Singer-songwriter Patricia Manfield is no stranger. After bursting onto the scene in 2018 with an electronic pop track released under her alias, Hēir, she quickly established herself as an artist to watch out for. But, following the pandemic’s seismic impact on the creative sphere, the artist is aware that she is operating in a new landscape. So, with the help of her brand new EP, allow Hēir to re-introduce herself.
Jenny Arrowsmith caught up with the artist following the announcement of her highly anticipated EP, “Is that all there is?”.
Let’s start with how you got into music as a career. Were your ambitions rooted in your childhood, or did you discover this was an ambition later in life?
My parents are classical musicians, so I think I’ve always looked at music as my only path since I was a child. Growing up my parents were really against me doing music for a while, I guess they wanted to protect me from the tough industry and the instability of it. So I went to university, started out a career in fashion and then took my music project into my own hands when I realised it had been my dream all along.
Your debut EP flawed us in 2020, and your subsequent singles have been so powerful. How does it feel to be releasing new music again? Is there anything you did differently this time around?

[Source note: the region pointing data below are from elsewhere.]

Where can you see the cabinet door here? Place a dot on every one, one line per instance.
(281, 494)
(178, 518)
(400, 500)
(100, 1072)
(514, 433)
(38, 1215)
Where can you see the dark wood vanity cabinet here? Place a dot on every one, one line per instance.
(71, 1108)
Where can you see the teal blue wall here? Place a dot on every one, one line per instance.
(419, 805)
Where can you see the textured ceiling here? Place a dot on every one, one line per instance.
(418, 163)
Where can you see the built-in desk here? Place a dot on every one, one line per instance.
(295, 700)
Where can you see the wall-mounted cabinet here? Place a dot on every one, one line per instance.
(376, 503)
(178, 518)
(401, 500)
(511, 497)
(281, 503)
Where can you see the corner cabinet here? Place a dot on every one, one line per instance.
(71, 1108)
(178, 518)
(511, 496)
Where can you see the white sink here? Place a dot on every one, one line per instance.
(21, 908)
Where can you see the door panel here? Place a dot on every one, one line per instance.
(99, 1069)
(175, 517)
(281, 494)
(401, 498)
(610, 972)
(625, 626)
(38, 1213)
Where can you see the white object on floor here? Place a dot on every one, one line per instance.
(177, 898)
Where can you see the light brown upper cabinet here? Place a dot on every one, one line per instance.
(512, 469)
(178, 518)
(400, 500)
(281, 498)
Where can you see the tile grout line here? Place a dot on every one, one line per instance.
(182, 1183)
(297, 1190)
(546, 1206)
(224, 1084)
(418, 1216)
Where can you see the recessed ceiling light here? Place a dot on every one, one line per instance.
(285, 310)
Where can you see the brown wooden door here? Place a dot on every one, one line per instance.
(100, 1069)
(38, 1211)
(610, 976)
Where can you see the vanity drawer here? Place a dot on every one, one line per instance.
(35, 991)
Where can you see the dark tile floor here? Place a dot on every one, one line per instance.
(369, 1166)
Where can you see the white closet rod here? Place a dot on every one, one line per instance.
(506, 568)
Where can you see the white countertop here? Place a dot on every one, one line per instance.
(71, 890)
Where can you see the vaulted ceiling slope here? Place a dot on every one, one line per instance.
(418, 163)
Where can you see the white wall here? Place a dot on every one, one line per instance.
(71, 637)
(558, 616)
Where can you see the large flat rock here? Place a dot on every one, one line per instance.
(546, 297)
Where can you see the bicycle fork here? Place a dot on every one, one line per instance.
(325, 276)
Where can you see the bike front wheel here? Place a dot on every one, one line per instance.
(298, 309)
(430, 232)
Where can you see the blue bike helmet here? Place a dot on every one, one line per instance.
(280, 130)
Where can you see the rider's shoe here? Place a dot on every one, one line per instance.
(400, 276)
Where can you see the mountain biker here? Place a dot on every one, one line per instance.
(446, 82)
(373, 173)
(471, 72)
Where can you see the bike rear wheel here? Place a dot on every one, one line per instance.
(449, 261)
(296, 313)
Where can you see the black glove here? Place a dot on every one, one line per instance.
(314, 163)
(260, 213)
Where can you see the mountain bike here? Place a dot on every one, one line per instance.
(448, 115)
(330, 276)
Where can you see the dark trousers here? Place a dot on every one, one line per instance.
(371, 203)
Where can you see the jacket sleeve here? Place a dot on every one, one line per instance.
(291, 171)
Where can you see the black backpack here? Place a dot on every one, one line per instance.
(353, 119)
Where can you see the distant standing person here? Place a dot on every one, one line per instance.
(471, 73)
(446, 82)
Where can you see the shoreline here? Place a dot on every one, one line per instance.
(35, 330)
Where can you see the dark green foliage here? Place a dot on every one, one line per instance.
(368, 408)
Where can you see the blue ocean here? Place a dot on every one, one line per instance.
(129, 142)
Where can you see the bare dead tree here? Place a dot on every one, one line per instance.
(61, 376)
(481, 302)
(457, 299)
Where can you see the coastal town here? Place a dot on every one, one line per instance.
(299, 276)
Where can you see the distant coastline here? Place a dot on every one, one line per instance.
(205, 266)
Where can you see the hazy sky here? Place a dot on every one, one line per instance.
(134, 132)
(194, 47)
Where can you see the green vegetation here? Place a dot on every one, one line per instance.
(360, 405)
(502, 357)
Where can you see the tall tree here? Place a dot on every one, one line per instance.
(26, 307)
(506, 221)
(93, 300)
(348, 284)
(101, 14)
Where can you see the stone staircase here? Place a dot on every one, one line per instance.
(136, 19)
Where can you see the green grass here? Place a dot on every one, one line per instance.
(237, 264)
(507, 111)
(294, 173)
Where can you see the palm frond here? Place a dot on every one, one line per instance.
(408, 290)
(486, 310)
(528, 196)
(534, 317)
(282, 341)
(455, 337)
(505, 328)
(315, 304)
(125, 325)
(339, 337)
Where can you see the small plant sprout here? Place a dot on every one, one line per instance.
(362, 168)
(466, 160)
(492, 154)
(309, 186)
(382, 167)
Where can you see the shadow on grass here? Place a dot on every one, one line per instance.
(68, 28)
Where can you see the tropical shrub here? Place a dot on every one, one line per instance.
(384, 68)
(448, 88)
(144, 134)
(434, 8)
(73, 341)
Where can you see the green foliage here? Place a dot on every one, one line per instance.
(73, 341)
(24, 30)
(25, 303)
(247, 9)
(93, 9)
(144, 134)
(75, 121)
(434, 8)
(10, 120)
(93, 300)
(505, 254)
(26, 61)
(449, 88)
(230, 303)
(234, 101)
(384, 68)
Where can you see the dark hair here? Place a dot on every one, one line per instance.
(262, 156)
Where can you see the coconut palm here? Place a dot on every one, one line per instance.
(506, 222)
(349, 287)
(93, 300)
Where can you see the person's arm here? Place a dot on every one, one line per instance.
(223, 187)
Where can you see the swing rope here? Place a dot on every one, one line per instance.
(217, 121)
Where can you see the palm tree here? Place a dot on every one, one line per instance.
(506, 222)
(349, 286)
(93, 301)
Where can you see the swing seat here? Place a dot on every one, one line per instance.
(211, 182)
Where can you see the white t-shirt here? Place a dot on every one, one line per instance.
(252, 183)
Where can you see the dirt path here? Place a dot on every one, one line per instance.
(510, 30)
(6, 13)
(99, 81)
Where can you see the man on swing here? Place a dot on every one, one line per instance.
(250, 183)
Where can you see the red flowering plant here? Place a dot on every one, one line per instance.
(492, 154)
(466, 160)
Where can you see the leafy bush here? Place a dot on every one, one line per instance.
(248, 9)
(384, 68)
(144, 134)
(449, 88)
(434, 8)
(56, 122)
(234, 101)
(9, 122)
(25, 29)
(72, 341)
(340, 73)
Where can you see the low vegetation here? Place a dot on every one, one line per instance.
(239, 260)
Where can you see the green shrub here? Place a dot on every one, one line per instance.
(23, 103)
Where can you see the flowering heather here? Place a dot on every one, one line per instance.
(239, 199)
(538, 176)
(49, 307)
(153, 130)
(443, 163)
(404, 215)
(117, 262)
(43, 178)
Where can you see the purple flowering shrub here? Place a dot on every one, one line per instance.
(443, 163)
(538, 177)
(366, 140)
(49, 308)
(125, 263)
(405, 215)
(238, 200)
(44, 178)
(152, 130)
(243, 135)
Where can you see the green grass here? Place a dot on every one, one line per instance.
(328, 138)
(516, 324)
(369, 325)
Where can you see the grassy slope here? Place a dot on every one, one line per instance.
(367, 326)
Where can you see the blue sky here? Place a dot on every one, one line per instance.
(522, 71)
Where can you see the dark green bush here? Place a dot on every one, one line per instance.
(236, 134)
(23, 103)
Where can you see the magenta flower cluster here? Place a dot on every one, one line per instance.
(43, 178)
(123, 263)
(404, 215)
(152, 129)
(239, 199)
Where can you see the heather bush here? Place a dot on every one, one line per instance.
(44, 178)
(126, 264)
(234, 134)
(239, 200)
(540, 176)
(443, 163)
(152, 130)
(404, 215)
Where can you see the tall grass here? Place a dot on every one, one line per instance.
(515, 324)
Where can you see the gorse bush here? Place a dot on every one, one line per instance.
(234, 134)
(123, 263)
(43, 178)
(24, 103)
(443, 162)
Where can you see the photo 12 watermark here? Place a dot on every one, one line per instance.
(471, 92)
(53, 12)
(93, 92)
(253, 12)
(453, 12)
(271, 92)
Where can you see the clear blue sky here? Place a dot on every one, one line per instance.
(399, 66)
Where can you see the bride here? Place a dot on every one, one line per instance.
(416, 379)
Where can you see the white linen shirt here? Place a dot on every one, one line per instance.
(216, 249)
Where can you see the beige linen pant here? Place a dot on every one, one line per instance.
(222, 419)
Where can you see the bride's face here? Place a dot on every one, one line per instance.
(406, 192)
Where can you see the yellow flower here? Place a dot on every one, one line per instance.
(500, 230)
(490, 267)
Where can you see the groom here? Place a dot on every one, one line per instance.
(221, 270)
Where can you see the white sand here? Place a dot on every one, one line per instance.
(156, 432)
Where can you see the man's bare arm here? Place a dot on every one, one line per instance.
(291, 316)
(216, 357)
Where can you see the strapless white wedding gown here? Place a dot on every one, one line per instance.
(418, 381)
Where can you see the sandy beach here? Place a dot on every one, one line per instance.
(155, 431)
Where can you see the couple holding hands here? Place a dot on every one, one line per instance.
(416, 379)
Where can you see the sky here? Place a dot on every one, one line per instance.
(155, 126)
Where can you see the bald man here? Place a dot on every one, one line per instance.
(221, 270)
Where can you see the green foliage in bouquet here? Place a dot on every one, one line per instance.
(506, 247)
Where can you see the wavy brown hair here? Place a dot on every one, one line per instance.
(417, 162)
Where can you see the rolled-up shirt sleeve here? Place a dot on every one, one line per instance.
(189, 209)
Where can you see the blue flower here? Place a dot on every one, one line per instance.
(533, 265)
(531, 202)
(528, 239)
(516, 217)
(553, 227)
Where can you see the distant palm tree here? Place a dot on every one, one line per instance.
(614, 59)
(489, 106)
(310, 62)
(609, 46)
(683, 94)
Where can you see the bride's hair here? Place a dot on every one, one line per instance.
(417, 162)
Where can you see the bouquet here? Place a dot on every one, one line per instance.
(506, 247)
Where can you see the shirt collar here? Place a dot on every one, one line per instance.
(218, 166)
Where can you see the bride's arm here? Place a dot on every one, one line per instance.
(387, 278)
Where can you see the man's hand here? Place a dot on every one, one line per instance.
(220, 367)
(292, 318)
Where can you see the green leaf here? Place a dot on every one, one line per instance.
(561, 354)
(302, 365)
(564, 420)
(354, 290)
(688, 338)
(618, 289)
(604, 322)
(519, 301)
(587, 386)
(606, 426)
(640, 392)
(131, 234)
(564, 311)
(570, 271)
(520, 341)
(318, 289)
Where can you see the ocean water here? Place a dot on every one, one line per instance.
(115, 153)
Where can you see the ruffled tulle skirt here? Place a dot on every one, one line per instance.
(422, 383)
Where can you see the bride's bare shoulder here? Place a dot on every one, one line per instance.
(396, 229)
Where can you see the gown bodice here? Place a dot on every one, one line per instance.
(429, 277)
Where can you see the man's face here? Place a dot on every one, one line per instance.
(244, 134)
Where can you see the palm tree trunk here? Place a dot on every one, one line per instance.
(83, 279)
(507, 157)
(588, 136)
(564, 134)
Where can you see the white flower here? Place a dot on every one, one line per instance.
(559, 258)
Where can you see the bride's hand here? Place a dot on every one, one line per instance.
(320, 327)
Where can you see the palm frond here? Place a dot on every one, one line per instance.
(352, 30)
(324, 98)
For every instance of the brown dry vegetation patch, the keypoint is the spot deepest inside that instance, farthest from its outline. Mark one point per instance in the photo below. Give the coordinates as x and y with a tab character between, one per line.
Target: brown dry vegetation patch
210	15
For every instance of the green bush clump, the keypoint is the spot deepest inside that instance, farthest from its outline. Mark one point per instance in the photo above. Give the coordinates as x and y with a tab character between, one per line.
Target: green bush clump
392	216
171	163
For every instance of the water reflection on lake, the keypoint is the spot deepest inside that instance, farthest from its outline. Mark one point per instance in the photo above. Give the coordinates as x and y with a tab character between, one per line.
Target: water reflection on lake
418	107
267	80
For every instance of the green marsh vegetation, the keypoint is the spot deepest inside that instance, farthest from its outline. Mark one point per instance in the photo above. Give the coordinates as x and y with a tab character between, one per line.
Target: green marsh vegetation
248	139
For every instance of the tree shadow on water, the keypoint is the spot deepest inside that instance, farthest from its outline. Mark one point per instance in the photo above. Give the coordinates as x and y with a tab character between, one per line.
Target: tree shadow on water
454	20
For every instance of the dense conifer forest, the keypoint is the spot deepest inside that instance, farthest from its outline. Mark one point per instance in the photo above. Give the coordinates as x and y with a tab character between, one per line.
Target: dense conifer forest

I did so many things differently this time around. My first EP came out right when the pandemic hit, so this one feels more like a first to me in a weird way. I never really got to experience what it felt to have an EP out during covid because there was so much tragedy going on and it felt weird to celebrate. I think this time around it’s a more mature project, my sound has evolved a lot. I have to say, it really came out in a flow, session after session. It just came together so beautifully. It feels nostalgic, dreamy, there’s lust, there’s love, anxiety. There’s all of me.
I really love that. Can you talk us through the creative process behind your new EP? What’s your music conveying about this stage of your life?
I’d describe the process as “taking my power back”. There’s a mistake you can make as an artist where you stop listening to yourself and start trying to please everyone around you. I’ve struggled with that. Your songs aren’t supposed to be everybody’s taste, you’re the one who really needs to be in love with what you make. That’s the only thing that will make it authentic. And eventually, somebody will relate to what you have to say.
Much of your music centres around romance, what draws you to writing about love? Do you have a muse for these songs?
I’m a hopeless romantic and heartbreak inspires me the most. When I’m going through heartbreak, I know a good song will come out of it eventually, so I’ve got every ex to thank for that. My friends are also my muses, I am only living one life so there’s only so much I can write about. I love listening to people’s stories – there’s something magical in translating such personal stories into songs. It gives me such interesting inputs.
Sonically, your music embodies futuristic indie pop with a 90s flair. Tell us, where do you find inspiration for your infectious sound?
Portishead, The Cardigans, these have always been big references. In general, I listen to a lot of very different genres which I guess is important for any artist. I grew up with classical music hence why my production can be very cinematic. I’m also a sucker for a good synth, the new EP sits in a late 80s to 90s alt-pop era.